Respect for the tsar continued to decline throughout the following year. Rumours spread throughout society about the pernicious influence and even defeatist or treasonous inclinations of Empress Alexandra and Rasputin, along with ministers and generals with German names. The tsar's rule had always depended to a certain degree upon the respect and dignity of his title and person. By late 1916, the tsar and court had become a laughing-stock. While no solid evidence of treason or even probes for a separate peace by Alexandra, Rasputin or others at court has surfaced, it is clear that they influenced ministerial appointments from late 1915 through the end of 1916 and successfully pushed the wavering tsar to abandon competent moderate ministers willing to work with Zemgor, the War Industries Councils and the Progressive Bloc. The rumours about Alexandra and Rasputin help to explain the sensational response to Miliukov's speech in the Duma in November 1916, in which he directly accused the government of treason. Shortly thereafter, political actors of all persuasions began to take increasingly radical steps against the monarchy in the name ofthe nation and the war effort. Symbolic of this turn was the assassination of Rasputin by the leader of the extreme Right in the Duma, Vladimir Purishkevich, with the assistance of two relatives of the tsar: F. F. Iusupov and the Grand Duke Dmitrii Pavlovich. By the end of 1916, the monarchy had become fully discredited among liberal and conservative elites alike. At the same time, quasi-governmental organisations headed by liberal politicians had gradually taken over many key elements of the domestic war effort. This dual process - disintegration at the top and the coalescence of opposition from below - drove the politics of the February Revolution and made possible the decisive third step in the revolution, from mutiny to regime change.
The regime change itself was the single most important cause of the series of events that led to the disintegration of the state and the army, the agrarian revolution and the emergence of minority nationalist movements. With the loss of the tsar as the symbolic centre of authority and loyalty, little held the empire together. In creating the new government, the Duma leaders accepted a list of strict conditions imposed upon them by the leaders of the executive committee of the Petrograd Soviet. This compromise dissolved the police and declared elections to positions in local government. This undermined the two most important remaining pillars of authority, the administration and the police. Order No. 1, issued by the Petrograd Soviet on 1 March, called for elections of soldier councils throughout the army and contributed directly to the collapse of authority among army officers. The collapse of the army and the bureaucracy was a complex process that continued through the end of 1917. The disintegration of authority facilitated the agrarian revolution, which swept the land during that year as peasants flooded back to the villages from the army and the city to participate in the expropriation of lands belonging to individual proprietors, gentry and the Church, and then reabsorb them into the commune, which rapidly reasserted its dominance over the countryside.

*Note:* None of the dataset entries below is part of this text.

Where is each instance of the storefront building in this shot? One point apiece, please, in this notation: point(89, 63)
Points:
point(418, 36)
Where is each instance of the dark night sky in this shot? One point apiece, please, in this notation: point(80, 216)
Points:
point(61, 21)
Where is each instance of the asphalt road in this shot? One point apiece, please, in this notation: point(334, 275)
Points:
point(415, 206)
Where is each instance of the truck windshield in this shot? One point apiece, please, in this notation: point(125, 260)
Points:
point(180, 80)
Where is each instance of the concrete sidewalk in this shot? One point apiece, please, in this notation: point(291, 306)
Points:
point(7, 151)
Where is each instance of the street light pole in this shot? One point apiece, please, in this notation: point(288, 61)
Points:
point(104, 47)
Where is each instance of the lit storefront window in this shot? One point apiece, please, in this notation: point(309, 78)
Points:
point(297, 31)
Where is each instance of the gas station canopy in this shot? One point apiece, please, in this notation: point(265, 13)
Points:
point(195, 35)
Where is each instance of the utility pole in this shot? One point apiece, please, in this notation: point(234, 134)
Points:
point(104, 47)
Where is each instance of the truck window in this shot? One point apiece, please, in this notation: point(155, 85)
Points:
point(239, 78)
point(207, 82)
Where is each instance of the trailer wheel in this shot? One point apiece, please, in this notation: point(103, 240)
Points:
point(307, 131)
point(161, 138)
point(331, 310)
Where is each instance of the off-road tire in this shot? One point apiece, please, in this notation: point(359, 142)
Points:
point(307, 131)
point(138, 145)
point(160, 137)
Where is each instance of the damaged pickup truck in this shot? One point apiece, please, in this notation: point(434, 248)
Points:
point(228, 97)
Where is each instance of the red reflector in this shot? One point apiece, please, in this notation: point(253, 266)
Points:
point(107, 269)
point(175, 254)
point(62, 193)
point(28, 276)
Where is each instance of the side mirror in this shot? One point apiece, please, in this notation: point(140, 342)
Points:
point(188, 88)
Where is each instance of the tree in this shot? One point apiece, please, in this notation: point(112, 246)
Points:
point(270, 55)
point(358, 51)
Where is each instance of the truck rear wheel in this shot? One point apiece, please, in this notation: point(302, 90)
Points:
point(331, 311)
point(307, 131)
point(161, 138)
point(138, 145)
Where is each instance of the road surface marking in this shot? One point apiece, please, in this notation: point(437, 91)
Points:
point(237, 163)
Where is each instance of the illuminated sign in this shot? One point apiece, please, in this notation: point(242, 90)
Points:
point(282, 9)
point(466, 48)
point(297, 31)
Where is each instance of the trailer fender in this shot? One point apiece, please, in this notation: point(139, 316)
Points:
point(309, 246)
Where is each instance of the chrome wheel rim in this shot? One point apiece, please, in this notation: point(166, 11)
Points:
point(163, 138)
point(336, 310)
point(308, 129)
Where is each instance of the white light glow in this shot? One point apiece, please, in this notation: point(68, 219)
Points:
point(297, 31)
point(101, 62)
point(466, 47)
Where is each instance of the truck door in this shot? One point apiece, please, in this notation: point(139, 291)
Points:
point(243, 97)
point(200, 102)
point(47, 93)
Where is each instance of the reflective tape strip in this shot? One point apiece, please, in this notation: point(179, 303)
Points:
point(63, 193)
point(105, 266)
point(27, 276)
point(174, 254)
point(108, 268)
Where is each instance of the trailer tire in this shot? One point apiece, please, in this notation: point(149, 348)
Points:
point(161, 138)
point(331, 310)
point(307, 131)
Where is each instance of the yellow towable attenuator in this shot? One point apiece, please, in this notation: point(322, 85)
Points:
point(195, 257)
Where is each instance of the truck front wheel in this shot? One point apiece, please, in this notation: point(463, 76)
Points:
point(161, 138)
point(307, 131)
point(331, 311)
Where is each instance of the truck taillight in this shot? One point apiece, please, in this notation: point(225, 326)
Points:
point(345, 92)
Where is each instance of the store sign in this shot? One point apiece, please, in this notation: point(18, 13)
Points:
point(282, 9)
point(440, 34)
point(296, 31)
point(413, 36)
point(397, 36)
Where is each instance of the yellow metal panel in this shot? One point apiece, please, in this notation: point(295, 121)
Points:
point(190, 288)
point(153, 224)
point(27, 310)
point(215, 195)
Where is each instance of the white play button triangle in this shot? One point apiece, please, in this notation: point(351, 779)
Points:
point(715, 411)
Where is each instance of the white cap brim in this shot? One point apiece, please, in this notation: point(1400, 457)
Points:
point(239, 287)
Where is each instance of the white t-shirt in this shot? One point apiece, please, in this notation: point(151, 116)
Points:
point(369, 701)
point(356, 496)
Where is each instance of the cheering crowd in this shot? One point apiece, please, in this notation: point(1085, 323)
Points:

But the war not only led to the collapse of state authority. As in other countries, it also brought an expansion of the state's activities, in many ways paving the way for the revolutionaries' attempts to transform and shape the population, to watch over it, to cull it of enemies and to manage it more actively. For example, the politics of nationalising both rural and urban property got well under way during the war. The army used its broad powers to requisition, sequester and simply confiscate land, grain, horses and machinery and the civilian government enacted a set of measures to nationalise both lands and businesses belonging to enemy minorities. Likewise, as part of its wartime economic policy, the regime - with the support of public bodies - attempted to overcome 'middlemen' in the grain trade, and in effect the entire domestic grain market. The old regime ended up conducting a massive experiment in a state-administered grain monopoly replete with coercive measures to force grain delivery to the state. These measures can be seen as the first steps in a vicious cycle of increasingly violent interventions in the countryside that continued through the revolutionary era. The First World War not only brought the end of the Russian monarchy but also began the revolutionary creation of a new regime.